# Good resources for learning about recursion [duplicate]

Possible Duplicate:
Resources for improving your comprehension of recursion?

I am a programmer with 2 years experience, and sometimes think I could solve a specific problem with recursion, but in most cases I fail miserably.

• helping to identify when you could use recursion.
• practical examples (applied to contemporary programming languages).
• a reference handbook.
• source code.
• See this question: programmers.stackexchange.com/questions/158936 – Jesse C. Slicer Jul 31 '12 at 23:38
• @JesseC.Slicer Took me a bit to get it :P – Dynamic Aug 1 '12 at 0:21
• @Jesse: The termination condition in the link is broken or missing. – poke Aug 1 '12 at 0:35
• recursion see: recursion – user7519 Aug 1 '12 at 0:51
• I suggest you pick few examples such as factorial calculation, fractals, Fibonacci Numbers, Hanoi Tours, etc. and try to inspect the algorithms one by one carefully and you'll get the concept. Here is a formal lecture if you like: academicearth.org/lectures/thinking-recursively there are other sources of course, but notice that recursion is not always the best method to solve a problem even it is applicable, it is harder to debug and fix. – NoChance Aug 1 '12 at 0:51

Spotting when to use recursion is actually quite easy - the key concept is noticing that part of the problem is a smaller version of the whole problem. Examples:

• Functions on lists can be written using recursion if you see that you can achieve the result by doing something with the first element of the list and then calling the function recursively on the rest of the list. Here the "smaller version of the whole problem" is the rest of the list excluding the first element.
• Functions operating on binary trees can often use recursion by recursively calling the function on the left half of the tree and on the right half of the tree and combining the results in some way. Here the "smaller version of the whole problem" are the left and right sub-trees.
• Mathematical functions defined recursively (e.g. a function to generate the fibonacci numbers F(n) = F(n-1) + F(n-2) ) often have a simple recursive implementation that mirrors the mathematical definition. Here the "smaller version of the whole problem" are the two previous numbers in the fibonacci sequence.

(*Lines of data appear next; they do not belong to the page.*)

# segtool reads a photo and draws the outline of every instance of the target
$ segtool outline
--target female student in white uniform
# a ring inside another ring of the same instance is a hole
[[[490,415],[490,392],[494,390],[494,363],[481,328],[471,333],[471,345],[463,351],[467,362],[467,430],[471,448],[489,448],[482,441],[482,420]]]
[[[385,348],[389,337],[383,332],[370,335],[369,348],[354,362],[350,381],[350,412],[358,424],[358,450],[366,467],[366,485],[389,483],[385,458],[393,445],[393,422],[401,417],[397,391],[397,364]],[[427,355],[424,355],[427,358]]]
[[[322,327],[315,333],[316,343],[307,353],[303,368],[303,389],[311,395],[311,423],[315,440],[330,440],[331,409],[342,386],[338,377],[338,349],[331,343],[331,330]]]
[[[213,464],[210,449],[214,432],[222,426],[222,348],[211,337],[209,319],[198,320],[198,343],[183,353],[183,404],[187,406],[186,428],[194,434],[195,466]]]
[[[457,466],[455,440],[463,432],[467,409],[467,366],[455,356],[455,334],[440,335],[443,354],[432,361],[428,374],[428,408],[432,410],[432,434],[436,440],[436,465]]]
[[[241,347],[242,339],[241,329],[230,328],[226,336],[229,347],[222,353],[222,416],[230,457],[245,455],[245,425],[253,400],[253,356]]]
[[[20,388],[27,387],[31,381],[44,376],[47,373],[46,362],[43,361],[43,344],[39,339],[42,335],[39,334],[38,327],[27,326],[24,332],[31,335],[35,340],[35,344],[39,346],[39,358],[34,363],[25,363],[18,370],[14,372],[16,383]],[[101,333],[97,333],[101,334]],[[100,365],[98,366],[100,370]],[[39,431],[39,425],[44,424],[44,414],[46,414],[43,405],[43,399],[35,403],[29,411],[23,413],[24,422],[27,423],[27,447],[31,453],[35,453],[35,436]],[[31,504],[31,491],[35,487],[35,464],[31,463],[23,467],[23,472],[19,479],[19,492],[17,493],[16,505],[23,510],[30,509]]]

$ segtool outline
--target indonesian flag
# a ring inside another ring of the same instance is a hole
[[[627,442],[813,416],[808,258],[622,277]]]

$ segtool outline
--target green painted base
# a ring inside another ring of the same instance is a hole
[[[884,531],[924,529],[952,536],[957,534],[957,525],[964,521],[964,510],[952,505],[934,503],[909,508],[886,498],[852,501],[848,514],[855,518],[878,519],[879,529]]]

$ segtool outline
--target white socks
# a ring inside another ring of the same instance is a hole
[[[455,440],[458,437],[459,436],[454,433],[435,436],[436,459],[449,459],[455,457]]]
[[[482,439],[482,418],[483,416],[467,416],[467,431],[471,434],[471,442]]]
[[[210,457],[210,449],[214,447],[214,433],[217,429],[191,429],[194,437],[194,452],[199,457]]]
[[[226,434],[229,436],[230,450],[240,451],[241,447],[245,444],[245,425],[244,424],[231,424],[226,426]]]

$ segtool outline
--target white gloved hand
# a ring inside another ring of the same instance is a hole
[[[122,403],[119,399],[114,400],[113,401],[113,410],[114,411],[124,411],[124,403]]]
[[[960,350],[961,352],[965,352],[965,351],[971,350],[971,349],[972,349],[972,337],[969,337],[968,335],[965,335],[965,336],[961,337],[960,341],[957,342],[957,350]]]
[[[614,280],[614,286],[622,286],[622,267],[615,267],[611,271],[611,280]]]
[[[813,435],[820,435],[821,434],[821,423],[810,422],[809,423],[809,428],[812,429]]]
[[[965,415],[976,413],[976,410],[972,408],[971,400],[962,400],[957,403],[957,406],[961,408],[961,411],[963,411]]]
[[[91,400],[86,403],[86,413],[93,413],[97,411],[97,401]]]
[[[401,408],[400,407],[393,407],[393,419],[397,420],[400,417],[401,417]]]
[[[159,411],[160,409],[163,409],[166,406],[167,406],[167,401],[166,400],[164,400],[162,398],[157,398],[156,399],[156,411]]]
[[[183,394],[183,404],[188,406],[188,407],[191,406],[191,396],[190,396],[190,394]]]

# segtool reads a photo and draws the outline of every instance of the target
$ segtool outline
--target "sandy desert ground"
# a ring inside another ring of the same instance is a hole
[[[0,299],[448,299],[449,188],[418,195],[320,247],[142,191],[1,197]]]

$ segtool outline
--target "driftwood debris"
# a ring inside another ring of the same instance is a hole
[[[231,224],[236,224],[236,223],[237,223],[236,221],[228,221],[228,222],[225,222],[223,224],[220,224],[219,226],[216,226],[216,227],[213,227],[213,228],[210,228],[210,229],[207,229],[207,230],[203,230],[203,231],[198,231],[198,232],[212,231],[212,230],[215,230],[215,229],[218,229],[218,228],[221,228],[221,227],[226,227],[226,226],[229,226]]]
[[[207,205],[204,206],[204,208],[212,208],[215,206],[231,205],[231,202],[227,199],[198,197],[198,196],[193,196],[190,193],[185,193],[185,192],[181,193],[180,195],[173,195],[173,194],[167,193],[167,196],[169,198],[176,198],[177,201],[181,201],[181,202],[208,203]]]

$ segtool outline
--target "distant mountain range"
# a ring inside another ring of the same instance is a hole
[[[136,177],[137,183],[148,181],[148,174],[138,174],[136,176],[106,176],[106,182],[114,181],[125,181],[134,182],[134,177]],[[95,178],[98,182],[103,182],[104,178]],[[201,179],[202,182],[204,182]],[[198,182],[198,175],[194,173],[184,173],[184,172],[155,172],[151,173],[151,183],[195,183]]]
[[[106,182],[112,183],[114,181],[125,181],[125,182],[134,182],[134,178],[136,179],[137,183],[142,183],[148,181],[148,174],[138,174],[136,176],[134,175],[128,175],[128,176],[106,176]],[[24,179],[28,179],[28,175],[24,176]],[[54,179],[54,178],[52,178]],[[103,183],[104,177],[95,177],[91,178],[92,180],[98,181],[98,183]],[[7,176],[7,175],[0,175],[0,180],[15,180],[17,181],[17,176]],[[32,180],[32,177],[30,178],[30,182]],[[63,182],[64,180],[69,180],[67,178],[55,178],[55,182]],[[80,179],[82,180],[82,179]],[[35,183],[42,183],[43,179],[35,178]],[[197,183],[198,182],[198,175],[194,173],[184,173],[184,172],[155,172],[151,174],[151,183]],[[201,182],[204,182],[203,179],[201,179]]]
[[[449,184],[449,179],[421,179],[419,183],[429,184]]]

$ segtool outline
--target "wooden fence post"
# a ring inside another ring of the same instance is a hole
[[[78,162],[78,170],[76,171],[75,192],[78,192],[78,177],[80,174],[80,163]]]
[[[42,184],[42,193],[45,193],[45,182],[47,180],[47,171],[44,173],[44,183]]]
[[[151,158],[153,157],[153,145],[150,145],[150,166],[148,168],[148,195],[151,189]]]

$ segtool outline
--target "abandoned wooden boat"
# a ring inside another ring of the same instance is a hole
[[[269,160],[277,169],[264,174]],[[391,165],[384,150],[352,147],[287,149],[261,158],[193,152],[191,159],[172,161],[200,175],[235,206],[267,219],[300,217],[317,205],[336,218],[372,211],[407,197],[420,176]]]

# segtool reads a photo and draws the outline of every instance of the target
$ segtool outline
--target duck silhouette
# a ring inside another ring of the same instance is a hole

If you really want to learn about recursion, then picking up a functional language is a good idea - recursion is a natural programming style in functional languages and you'll be steered away from falling back on "imperative" solutions. I'd suggest a Lisp-1 (e.g. Scheme or Clojure) in particular: some of the recursive functions defined on lists are things of beauty.

• This was the kind of answer I was looking for. Thank you! I would you up more if I could. – Kenny Meyer Aug 1 '12 at 22:03

I'm not aware of any recursion-specific books, but it's covered thoroughly in almost any intro to algorithms book.

As far as when you can use recursion, you could use it on practically any algorithm. In some functional programming languages, you must use recursion for things other languages use loops for. If you want to practice recursion, learning a functional language is a good step, and you will find tons of recursion examples in their tutorials.

When it's beneficial to use recursion is another question. Two situations come to mind. The first is when you find yourself using a stack for a data structure. In that situation using recursion automatically gives you a stack, so you don't have to worry about those details. The other situation is when you have a large number of nested loops, or an unknown level of nesting. Recursion makes nesting loops very easy.

The trick to understanding recursion is to not try to hold the entire stack in your head. Focus on just one small part at a time. Think about your current state and trust that the deeper levels are working as advertised.